Pasado el primer momento de doloroso estupor, de susto, algo claro y distinto se acusaba sin embargo, en él, surgía netamente de lo íntimo de su corazón y de su alma: una completa indiferencia, una falta, una ausencia absoluta de pesar, de sentimiento en presencia del cadáver de su padre.

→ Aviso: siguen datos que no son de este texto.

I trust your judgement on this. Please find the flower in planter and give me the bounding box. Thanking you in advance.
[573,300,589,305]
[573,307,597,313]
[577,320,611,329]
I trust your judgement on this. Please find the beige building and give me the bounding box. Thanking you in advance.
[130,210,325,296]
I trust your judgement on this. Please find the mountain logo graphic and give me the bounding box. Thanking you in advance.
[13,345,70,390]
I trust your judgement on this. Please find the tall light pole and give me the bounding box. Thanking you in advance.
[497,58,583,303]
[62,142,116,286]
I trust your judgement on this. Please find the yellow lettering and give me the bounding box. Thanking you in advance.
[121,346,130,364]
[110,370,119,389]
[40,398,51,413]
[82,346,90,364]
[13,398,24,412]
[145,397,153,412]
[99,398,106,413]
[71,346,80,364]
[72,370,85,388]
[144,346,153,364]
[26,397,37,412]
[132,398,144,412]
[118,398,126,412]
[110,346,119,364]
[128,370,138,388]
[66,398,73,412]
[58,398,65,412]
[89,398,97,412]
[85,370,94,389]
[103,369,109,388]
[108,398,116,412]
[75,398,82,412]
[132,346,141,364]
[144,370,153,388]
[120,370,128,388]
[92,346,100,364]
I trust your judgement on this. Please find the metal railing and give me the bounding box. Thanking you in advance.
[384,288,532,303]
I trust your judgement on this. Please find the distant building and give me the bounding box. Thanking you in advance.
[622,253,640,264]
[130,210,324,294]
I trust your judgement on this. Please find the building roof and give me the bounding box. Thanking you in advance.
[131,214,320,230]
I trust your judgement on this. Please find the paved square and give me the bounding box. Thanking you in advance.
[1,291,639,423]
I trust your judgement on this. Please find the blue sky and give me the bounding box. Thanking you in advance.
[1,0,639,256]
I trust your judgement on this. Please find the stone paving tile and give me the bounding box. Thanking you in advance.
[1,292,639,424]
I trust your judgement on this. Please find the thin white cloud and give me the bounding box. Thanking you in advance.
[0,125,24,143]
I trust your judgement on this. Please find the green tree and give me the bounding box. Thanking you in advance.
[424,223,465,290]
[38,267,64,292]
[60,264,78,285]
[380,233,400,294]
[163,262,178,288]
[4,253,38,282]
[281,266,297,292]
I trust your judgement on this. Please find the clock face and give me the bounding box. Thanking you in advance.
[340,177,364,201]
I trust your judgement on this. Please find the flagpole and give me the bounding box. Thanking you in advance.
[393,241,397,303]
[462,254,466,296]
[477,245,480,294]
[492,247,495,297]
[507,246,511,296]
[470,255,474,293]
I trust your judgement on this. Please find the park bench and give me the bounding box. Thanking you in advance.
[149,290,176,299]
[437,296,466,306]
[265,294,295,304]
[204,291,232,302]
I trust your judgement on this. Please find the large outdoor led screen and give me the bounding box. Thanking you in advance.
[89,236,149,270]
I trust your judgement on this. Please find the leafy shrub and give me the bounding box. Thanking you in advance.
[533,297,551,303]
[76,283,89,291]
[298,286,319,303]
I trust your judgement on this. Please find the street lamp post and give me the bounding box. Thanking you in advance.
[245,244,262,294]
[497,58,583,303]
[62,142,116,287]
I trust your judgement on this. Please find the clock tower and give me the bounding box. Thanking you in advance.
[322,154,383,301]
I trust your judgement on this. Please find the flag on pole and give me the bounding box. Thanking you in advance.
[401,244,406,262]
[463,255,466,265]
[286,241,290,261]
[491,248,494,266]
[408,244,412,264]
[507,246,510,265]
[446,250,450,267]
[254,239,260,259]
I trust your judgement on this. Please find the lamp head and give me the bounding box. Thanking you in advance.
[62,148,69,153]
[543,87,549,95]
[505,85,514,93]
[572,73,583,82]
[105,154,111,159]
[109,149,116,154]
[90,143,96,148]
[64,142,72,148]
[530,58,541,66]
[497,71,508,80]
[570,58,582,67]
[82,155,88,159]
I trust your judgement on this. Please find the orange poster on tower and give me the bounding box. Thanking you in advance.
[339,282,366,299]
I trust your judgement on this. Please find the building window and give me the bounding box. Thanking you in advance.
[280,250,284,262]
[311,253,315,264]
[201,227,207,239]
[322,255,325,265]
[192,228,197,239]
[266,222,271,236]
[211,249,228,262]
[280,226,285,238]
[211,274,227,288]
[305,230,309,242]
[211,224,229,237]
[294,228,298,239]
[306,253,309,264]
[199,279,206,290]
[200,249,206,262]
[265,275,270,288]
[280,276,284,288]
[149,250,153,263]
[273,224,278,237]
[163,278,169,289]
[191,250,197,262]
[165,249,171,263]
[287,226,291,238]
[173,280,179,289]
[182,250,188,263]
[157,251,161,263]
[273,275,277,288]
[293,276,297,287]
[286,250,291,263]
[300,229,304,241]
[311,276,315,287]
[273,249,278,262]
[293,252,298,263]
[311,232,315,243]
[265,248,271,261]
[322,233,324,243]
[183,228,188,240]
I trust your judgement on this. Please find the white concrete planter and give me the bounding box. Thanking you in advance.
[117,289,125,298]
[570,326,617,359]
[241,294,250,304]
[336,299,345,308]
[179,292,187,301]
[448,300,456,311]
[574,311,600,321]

No lo volvería a retar el viejo, a castigarlo, a maltratarlo; no habría ya quien lo estuviese jorobando; se había muerto.
¿Y qué era eso, morirse y que lo enterraran a uno... sabían las ánimas andar penando de noche en los huecos, como contaban?... ¿Sería cierto lo que decía el catecismo, que todos resucitaban el día del juicio?
¡Quién sabía si se iría a morir como los otros él, si Dios, tata Dios, no lo guardaba para semilla!...
Las salpicaduras viejas de cera, amarillentas sobre el fondo negro del manto funerario, un momento distrajeron su atención, púsose a contarlas.
El también iba a ir al acompañamiento, en coche, por la calle Florida hasta la Recoleta.
Su mamá le había recomendado que saliera bien temprano, se comprase un traje negro en la ropería de la otra cuadra y se hiciese poner luto en el sombrero.
Tenía la plata que le había entregado en el bolsillo.
¿No se le habría perdido?... Metió la mano y tocó el dinero.
No iba a haber escuela para él en esos días... y hasta después del funeral le irían a dar tal vez asueto... ¡qué suerte!...
La atmósfera, sin embargo, se cargaba; empezaba a sentirse un tufo a muerto, a sudor y a aliento de ajo. En la corriente del aire de las puertas entornadas, humeaba la pavesa de los hachones; se veía turbio como en una noche de niebla.
Las telarañas del techo, enormes, oscilaban lentamente, semejantes a las olas de un mar muerto, mientras confundido con el canto lejano del sereno en las horas, en las medias, susurraba de continuo un zumbido de voces roncas análogo al de un nido de mangangaes.
El vientre del cadáver insensiblemente se elevaba.
Vencido Genaro al fin por el cansancio, apoyado el cuerpo a la pared, arqueada la cintura, colgando del asiento sus dos pies, había fijado los ojos sobre la luz de un hachón. Le ardían, le picaban, le incomodaban; se los restregaba de vez en cuando, hacía una mueca de fastidio; poco a poco los cerró y cabeceando acabó por quedarse profundamente dormido.